Like Oscar Pistorius, Dan Greaves has been on both sides of the fence. Indeed, the Leicestershire man set out as a discus thrower in able-bodied competition long before he discovered that he was eligible for Paralympic events – as a sufferer of the foot deformity talipes.
Unlike the trailblazing South African Blade Runner, Greaves did not quite make it to Olympic level but he did win a GB Under-20 vest in 2001, competing in a junior international match against the United States at Stoke. "We had a pretty loaded junior team back then," he recalled. "Goldie Sayers was in the javelin. And I remember Mo Farah running too."
Indeed, the records show that "Mohamed Farah", the future Olympic 5,000m and 10,000m champion, won the 3,000m at the Northwood Stadium in Stoke that day, clocking 8min 20.35sec. Sayers won the javelin with 52.74m and Greaves finished fourth in the discus with a throw of 43.20m.
Eleven years on, the pride of Charnwood Athletic Club is attempting to follow in the footsteps of his former GB junior team-mate as a home gold medal winner at London 2012. Greaves will be throwing for gold in the F44 discus category at the Paralympics.
At 29, he has a complete set of medals from the last three Paralympic Games, having won silver in Sydney in 2000, gold in Athens in 2004 and bronze in Beijing in 2008. He was already a Paralympian when he teamed up with Farah, Sayers and Co in Stoke in 2001 – an accidental Paralympian, it has to be said.
"Yeah, back in the day, I started out in able-bodied athletics, right from school sports," Greaves reflected. "I did the English Schools Championships and the AAA U-15 and U-17 Championships. I was always ranked in the top five in the country.
"I came up in the same age-group as the likes of Mark Lewis-Francis, Chris Lambert, Goldie Sayers and Nick Buckfield. And Mo. I can remember watching him running the 5,000m at the AAA Under-20s when I was on the podium getting my silver medal.
"That was in 2001. I progressed up to second in the UK and that's why I got my GB able-bodied vest.
"By then, I had competed in the Paralympics in Sydney. I had a friend who worked in disability sport and he said, 'Look, you could be eligible.' I didn't realise I could compete in a disability rank but I learnt a lot about the Paralympic movement and the sport in general and I went for classification.
"They said, 'Look, this is your target distance for the year.' I threw that and they selected me for Sydney. That was the start of my Paralympic career.
"I got the able-bodied Under-20 vest a year later and I was the first Paralympian to compete in an able-bodied international for Britain. It was quite an achievement to be the first person to cross that divide."
Greaves still turns out in able-bodied league competition for the Loughborough-based Charnwood club, but sparingly so these days. "There are two different weights of implement involved," he said. "The able-bodied weight is a 2kg discus and the discus for Paralympic competition is 1.5kg.

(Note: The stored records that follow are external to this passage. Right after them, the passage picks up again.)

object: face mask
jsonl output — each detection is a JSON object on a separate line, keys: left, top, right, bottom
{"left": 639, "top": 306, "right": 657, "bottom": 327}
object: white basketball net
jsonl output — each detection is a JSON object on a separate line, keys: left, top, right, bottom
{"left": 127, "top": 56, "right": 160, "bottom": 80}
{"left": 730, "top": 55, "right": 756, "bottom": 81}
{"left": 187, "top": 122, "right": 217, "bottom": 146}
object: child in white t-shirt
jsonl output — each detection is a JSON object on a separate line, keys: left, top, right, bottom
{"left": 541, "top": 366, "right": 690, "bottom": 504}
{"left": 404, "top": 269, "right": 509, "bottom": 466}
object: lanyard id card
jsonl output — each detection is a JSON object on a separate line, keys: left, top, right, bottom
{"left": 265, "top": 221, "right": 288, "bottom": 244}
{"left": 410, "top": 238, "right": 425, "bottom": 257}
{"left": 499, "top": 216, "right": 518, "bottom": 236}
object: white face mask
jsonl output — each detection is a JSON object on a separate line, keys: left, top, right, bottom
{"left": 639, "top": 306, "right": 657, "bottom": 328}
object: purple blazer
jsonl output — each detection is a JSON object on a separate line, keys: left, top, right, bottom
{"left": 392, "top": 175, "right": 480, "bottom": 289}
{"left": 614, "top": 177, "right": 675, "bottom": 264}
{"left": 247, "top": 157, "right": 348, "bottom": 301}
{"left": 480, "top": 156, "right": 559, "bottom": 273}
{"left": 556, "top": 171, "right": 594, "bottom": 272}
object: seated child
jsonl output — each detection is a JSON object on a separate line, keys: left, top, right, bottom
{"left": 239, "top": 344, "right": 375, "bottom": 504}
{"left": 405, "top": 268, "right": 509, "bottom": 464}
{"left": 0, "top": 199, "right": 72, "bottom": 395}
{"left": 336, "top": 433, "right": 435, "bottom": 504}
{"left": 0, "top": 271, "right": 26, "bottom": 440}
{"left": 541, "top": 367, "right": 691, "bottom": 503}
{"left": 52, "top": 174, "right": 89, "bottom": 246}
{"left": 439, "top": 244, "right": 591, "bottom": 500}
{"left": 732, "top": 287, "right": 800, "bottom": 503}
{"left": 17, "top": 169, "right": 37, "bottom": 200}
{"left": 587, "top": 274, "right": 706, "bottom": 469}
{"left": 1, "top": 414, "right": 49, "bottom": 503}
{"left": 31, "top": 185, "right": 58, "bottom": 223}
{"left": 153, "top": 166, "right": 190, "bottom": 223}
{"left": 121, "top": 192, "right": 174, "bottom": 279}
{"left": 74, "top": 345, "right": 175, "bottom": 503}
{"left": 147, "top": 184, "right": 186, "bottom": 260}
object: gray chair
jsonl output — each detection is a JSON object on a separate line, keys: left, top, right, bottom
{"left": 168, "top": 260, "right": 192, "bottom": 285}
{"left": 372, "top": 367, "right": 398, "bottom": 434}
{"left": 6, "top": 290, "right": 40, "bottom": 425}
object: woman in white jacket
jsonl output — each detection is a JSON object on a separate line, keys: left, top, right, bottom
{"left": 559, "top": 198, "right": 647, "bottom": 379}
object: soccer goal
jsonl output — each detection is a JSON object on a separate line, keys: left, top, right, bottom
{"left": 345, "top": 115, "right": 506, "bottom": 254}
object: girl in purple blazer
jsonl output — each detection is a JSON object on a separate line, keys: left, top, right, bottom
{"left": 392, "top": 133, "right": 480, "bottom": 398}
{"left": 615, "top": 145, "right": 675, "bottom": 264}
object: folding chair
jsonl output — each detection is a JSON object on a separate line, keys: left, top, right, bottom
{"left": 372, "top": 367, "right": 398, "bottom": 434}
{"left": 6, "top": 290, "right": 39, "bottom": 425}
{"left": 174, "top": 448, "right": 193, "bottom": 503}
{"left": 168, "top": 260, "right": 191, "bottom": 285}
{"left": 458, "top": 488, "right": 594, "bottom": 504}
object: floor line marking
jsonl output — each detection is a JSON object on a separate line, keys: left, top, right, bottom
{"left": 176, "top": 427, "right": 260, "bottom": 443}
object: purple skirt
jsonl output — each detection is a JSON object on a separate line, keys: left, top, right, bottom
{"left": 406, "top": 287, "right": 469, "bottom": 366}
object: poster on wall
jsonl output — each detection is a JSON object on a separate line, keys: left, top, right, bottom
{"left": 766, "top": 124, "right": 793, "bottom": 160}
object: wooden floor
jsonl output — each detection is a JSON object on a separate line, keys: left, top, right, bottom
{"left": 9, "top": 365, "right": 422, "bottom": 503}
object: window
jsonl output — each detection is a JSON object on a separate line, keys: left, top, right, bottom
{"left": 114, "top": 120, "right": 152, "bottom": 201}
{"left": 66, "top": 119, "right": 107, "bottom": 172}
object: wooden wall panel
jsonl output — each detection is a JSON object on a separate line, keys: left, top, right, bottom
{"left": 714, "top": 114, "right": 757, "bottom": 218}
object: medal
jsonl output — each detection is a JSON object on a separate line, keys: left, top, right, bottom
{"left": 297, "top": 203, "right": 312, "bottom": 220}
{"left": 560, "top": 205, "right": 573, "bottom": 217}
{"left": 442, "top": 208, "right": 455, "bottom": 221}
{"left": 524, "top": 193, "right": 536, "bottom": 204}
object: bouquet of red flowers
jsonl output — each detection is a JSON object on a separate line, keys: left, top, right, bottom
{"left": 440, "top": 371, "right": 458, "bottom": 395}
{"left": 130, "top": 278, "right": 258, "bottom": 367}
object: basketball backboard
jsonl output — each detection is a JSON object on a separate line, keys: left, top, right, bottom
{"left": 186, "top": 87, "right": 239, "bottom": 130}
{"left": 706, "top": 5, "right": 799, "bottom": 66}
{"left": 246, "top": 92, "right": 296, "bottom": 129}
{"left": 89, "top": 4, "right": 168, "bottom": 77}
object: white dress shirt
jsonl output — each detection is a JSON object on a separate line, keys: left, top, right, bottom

"We have toned down training with the 2kg discus because it disrupts my timing with the 1.5kg one. But when I'm not preparing for a major competition it's good to compete for Charnwood in the men's leagues. I do like to help the team out. It's good fun."
Having straddled both sides of the fence, "Discus Dan", as he is known, is well placed to offer a perspective on where Paralympic sport stands in the general sporting scheme of things.
"My passion now is obviously as a Paralympian," he said, "but I still throw against able-bodied competitors and I've got so many friends who are able-bodied competitors. I'm fortunate enough that I can throw on both sides and I don't see any distinction between the two.
"Obviously, someone with a more severe disability can't access those able-bodied events and would probably see it as a bigger divide. But I think we are closing the gap now.
"The ticket sales that we've got for this Paralympic Games is the most ever, so hopefully we can change perception. It would be good to get some more crowds to our events in the future and really push the movement on.
"People are intrigued about all these different sports that they can get into it. And it's going to give a lot more people greater access to the sport in the future.
"That's part and parcel of our legacy: to bring through the next crop of young sports people with a disability and give them a chance to compete in general, as well as a chance to try to make the level that we're at."